In 1980 and 1992, only 3% of the American labor force drew disability benefits from the government. Today it is 6%. The number of workers qualifying for disability since the recession ended in 2009 has grown twice as fast as private employment.See there? The reason so so many people are voting for Barack Obama in this election is that they're not hungry enough. In the wake of the Great Recession. When the first sub-eight-percent unemployment numbers have come in in for-freaking-ever, itself a dismally modest improvement that proved so shocking to conservatives that they have all but convinced themselves that it must be a government plot. Why, if we let those 18.5 million people starve, they'd be much more pissed off—and then they'd go out and vote for Mitt Romney!

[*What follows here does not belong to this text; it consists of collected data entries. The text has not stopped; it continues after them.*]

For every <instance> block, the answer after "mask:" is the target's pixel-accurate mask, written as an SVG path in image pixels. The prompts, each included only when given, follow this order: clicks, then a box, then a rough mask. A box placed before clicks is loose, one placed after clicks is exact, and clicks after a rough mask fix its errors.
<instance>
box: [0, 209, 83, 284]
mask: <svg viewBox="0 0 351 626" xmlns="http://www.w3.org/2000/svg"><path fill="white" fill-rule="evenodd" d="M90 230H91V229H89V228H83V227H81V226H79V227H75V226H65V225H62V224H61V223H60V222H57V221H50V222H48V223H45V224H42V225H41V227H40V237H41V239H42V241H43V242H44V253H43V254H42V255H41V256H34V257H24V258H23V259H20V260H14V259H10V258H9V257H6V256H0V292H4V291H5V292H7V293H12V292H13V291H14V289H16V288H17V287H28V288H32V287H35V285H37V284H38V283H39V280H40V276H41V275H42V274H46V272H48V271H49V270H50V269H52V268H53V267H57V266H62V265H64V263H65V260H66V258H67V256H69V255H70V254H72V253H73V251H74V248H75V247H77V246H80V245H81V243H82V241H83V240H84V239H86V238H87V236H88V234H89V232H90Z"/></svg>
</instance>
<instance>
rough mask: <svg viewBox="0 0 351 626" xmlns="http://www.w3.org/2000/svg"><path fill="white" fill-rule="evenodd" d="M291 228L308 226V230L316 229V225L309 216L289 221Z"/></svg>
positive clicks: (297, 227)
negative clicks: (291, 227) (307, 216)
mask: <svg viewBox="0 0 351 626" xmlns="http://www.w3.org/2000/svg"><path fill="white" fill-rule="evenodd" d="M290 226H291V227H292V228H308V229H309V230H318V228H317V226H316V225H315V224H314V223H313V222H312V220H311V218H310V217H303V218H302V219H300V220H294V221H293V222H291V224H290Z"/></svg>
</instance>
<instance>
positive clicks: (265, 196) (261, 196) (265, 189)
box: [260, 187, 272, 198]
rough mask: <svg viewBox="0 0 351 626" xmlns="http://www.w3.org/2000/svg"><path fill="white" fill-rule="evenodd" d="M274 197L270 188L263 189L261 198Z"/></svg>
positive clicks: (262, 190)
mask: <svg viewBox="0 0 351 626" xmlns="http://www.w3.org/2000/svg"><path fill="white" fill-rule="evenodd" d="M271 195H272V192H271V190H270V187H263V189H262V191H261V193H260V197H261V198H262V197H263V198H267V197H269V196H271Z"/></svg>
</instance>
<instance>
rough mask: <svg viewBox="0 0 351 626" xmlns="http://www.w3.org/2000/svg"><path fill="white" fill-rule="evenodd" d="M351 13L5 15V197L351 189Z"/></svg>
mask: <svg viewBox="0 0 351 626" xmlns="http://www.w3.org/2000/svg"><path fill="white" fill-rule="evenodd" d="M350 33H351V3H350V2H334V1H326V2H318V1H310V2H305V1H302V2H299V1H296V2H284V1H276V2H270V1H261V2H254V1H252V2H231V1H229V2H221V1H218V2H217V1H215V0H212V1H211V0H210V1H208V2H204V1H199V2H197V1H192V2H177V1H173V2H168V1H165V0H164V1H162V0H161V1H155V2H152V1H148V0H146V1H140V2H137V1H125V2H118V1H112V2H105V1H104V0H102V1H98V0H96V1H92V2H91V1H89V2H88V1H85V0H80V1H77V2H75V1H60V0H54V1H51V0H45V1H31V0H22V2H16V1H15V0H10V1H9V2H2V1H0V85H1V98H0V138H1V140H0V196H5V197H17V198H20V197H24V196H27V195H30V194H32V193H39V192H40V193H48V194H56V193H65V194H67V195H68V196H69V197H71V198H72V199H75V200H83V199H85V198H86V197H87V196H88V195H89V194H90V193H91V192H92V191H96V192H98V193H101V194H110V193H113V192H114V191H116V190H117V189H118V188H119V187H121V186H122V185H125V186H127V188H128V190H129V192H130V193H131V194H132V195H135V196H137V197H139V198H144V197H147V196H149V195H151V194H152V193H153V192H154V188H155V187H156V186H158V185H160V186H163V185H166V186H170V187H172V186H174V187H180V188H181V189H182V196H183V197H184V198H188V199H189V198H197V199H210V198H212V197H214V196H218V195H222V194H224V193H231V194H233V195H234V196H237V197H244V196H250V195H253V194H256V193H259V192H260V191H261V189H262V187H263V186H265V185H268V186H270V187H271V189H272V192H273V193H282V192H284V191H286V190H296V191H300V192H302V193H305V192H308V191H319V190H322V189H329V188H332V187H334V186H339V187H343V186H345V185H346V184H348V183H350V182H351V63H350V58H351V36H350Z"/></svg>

How would Presidents Jimmy Carter or George H.W. Bush have fared on their Election Day if 40% of the Americans who were unemployed had instead qualified for disability benefits? How would voters have reacted in 1980 or 1992 if food-stamp benefits had grown by 65% instead of an average of less than 25% during the first four years of their administrations?
During the past four years, the Obama administration's aggressive promotion of the food-stamp program has increased the number of recipients by 18.5 million. Do these people feel the same level of discontent about economic conditions as the rest of the voting population?
This is, mind you, the exact philosophy behind Romney's infamous "47 percent" comments: those damn poor people all have it too good, what with social programs designed to allow them to not die in the streets, and of course people like that aren't going to vote for the good, responsible Republicans who want to bring back "dying on the streets" as this century's hot new thing. It does not dawn on Phil Gramm, who is a remarkable idiot by any standards, that the increases in food stamps and other government assistance are the obvious and expected results of a prolonged and utterly devastating economic downturn—no, it must be because we are just being too damn generous these days. This is the world according to Phil Gramm. He then goes on to complain that Obama hasn't fixed all the various things Phil Gramm and his fellow financial wizards have screwed up in the last decade, so clearly it's time to pass the reins to Mitt Romney so Phil Gramm and his fellow financial wizards can get back to screwing it up worse.
Sweet merciful crap, will this guy ever just shut the hell up already? Economics-wise, he's History's Greatest Monster. He and his wife Wendy were prime shakers behind energy deregulation—leading directly to the Enron scandal and collapse (Wendy both helped deregulate Enron and then went to work for them at a tidy salary, ka-ching, because that is how the Phil Gramm household operates.) His deregulation penchant also brought us all the unregulated glory of credit default swaps, leading Time magazine to call him out as one of the 25 People to Blame for the Financial Crisis. Oh, and then he fled from the senate to a sweetheart lobbyist position at UBS, just in time for UBS to wreck itself mightily in the subprime mortgage business, get called out for intentionally cheating customers, and be probed for assisting client money laundering. If there's one guy who knows how to cause epic, nation-shattering economic fiascos, it's Phil Gramm. If you told me he was one of the four horsemen of the economic apocalypse, my only reply would be to wonder if maybe he wasn't actually two or three of them.
That pedigree seems to be precisely why the Wall Street Journal editorial page still wants his opinions on things. Any Wall Street wizard can be wrong—and how! Not every captain of the financial industry can be wrong so very, very often, to such devastating effect, and still be able to declare with a straight face that all these troubles today are caused by The Poors.
Wait—yes they can. That's exactly what they all do. It's the only damn reason the Wall Street Journal editorial page even exists.